Very nice, Geoffrey, thanks for the thought. I agree, it is all too easy to be critical of another’s organization, and ditto it is all too easy use subtly biased terms like “silos” to imply there is something wrong, (... there almost certainly is something wrong, but that’s just part of being in the world, it’s not a distinguishing feature. ).

I had a colleague/boss once in IBM Consulting who had a two-page questionnaire he used to assess clients. After listening to his questions, I said, “That list is so comprehensive, no one could pass it. And if they did, they’s have a project so tame it would have no market interest.” ... in “Waltzing With Bears”, DeMarco and Lister talk about the need for a /certain/ amount of risk.

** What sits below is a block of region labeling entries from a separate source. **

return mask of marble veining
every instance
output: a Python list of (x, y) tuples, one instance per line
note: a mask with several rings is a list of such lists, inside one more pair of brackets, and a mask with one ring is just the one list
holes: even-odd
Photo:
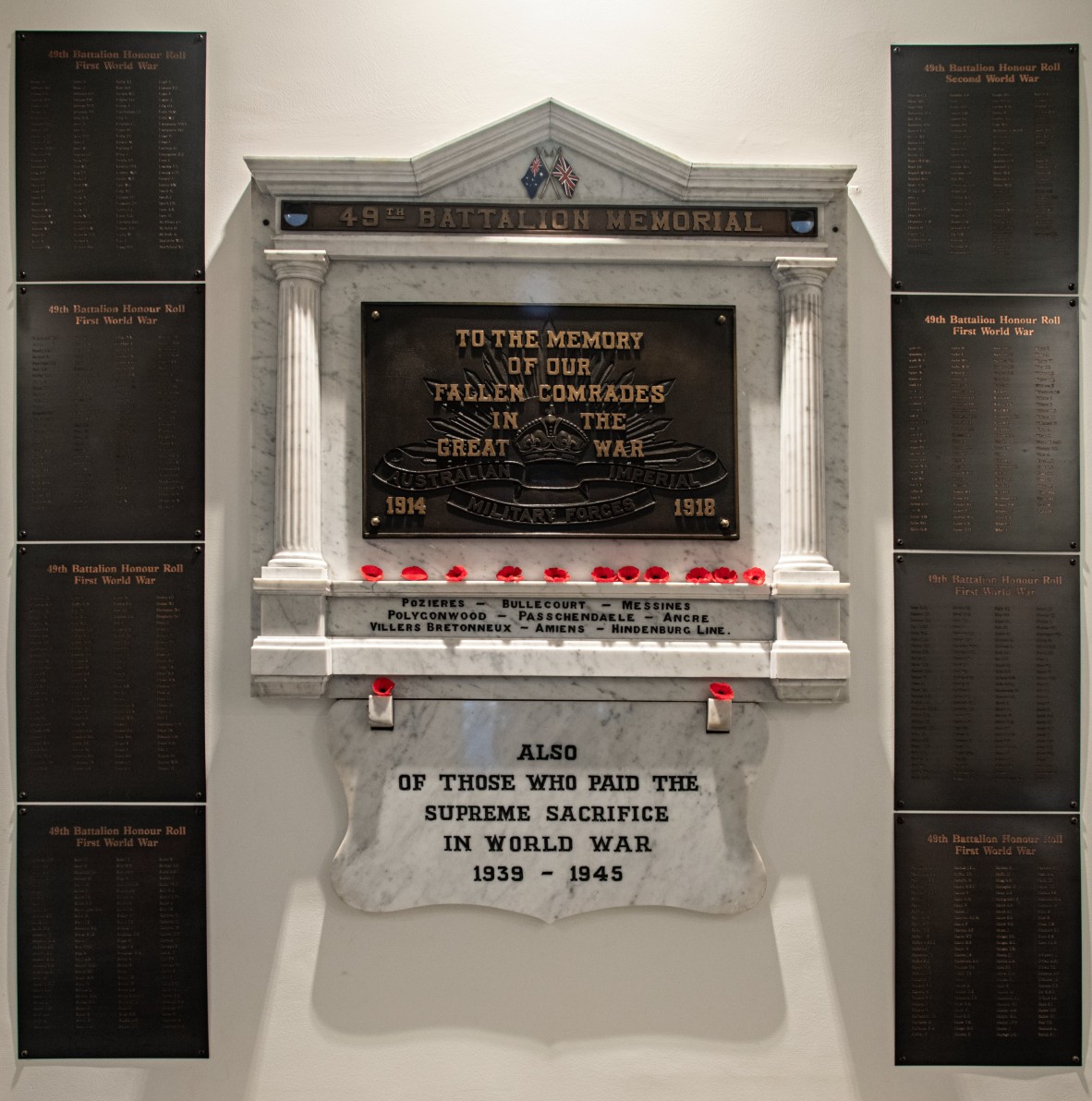
[[(728, 733), (706, 731), (703, 704), (395, 699), (393, 713), (385, 730), (365, 700), (329, 712), (348, 810), (331, 877), (350, 906), (553, 922), (612, 906), (738, 914), (765, 891), (747, 832), (767, 741), (753, 705)], [(527, 759), (553, 752), (575, 759)], [(523, 820), (469, 817), (501, 808)]]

Similarly, I suspect some amount of organizational stress is to be expected in order to stay competitive (I don’t know that it’s true, I guess I’ve never seen an organization without organizational stress, so I don’t know what one would look like), and the question is more around where the stress lies, how much, what it permits to get accomplished and what it hampers …

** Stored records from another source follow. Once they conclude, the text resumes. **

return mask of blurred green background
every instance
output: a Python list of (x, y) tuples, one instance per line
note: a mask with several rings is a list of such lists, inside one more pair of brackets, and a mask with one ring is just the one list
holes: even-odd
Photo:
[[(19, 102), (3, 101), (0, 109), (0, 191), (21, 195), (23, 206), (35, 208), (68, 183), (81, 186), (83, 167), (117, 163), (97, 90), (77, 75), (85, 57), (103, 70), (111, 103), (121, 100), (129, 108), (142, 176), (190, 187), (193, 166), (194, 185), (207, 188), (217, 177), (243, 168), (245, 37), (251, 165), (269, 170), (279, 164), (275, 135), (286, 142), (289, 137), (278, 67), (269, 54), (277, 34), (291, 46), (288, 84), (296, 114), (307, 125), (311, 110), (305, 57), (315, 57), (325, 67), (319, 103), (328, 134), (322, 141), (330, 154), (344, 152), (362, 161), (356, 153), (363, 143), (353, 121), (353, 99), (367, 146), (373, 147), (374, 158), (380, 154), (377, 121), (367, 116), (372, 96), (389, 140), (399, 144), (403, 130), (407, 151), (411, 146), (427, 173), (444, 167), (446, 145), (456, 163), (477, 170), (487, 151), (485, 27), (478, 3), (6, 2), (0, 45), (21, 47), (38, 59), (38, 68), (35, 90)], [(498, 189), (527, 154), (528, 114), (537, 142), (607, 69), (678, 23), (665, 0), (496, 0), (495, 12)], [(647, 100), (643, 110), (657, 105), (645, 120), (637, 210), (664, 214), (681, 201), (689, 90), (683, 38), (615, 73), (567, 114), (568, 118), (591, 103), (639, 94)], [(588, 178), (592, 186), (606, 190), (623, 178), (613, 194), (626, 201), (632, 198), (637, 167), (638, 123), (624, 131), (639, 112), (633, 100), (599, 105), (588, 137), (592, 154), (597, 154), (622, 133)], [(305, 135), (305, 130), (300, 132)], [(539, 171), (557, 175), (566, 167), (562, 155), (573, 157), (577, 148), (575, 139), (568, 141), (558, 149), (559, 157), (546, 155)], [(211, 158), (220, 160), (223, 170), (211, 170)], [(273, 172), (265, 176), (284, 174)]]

... I like the analogy of balancing a broom on your hand – it’s out of balance at every instant, but one can quite reliably keep it from falling … we call it “balancing” a broom, but it’s not balancing, it constantly keeping it from falling (ckiff? – should we call it ckiffing a broom?)

... so maybe we’re talking about ckiffing an org…

you can ckiff a broom while standing still, walking or running — ckiffing while running is harder than ckiffing while standing still…

Hmm, I think I agree that ckiffing an org while it’s walking is easier than ckiffing an org while it’s running. Unlike broom-ckiffing, though, although it is easier to ckiff an org which is standing still – at first -, if the org is simply standing still, it will fall on it’s own, so part of ckiffing an org is keeping it moving.

I like this ckiffing word :). Think I’ll use it some more.